“What’s up, Manchester?” yells 24-year-old Alejandro Ghersi, aka Arca, before sensually removing his clothing, in front of a screen image of a gyrating male nude. Moments later, he’s striding down a catwalk and aggressively rapping in Spanish, wearing little but PVC thigh-length boots and women’s lingerie. Then he clambers down and walks through the crowd, towering over and rapping in the faces of amused, and perhaps faintly alarmed, members of the audience.

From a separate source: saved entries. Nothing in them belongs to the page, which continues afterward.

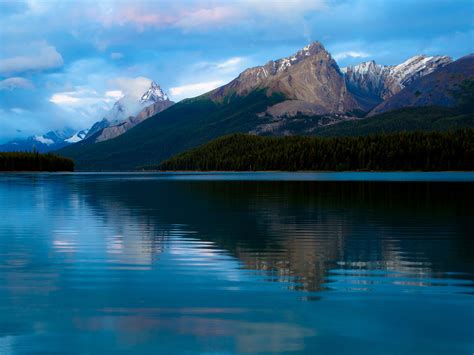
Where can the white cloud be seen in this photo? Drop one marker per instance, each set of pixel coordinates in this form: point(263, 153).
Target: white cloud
point(116, 55)
point(230, 64)
point(192, 90)
point(42, 56)
point(115, 94)
point(134, 87)
point(18, 110)
point(350, 54)
point(16, 83)
point(82, 97)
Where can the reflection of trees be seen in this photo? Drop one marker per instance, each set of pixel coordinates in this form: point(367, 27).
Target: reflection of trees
point(298, 230)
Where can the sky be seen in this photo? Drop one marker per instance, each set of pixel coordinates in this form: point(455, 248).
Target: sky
point(65, 62)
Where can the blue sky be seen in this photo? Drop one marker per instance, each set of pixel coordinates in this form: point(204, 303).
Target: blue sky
point(66, 62)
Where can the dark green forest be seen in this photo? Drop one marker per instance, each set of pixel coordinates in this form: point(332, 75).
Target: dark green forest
point(34, 161)
point(427, 151)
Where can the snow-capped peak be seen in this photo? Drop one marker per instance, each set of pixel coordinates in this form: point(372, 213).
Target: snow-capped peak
point(77, 137)
point(153, 94)
point(417, 66)
point(44, 140)
point(384, 81)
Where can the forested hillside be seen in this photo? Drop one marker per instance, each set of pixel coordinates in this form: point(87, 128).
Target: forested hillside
point(184, 125)
point(401, 151)
point(20, 161)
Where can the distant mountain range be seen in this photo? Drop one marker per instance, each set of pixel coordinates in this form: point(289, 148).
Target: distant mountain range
point(126, 113)
point(49, 141)
point(304, 93)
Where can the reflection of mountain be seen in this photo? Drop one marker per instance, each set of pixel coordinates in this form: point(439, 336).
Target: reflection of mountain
point(297, 231)
point(291, 232)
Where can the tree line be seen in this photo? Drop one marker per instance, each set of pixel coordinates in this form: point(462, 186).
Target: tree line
point(34, 161)
point(428, 151)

Known mainly so far for his production work with FKA twigs, Kanye West and Björk – who is in the crowd – the young Venezuelan is an unlikely but thrilling figure to be found interacting with the mainstream. His acclaimed album, Xen, is named after the female alter ego that offered sanctuary when growing up gay. His live show is a sensorial barrage of colliding extremes – masculinity and femininity, pulverised hip-hop and sublime symphonic sounds. Accompanying retina-melting imagery is provided by Arca’s childhood online friend, Jesse Kanda, who sits grinning at a laptop, in a dress.
At times, it’s hard to know quite what is going on. Is that a 1970s lava lamp or an intestine? A dancing body or a male sexual organ? Similarly, everything from depth charges to fractured electronica is put through Arca’s laptop/keyboard blender, but whenever it becomes uncomfortable, the beautiful melody of Sad Bitch or the sublimely dissonant, cut-up pop of Brokeup emerges to mesmerise again.
In these conservative times, it’s refreshing to be confronted by something that asks so many questions – about sexuality, beauty, music and performance – and for all his avant-garde originality, Arca is an entertainer. The most incongruous sounds are his polite “thank you”s after every song and he exits, to much cheering, with his girdle on the floor.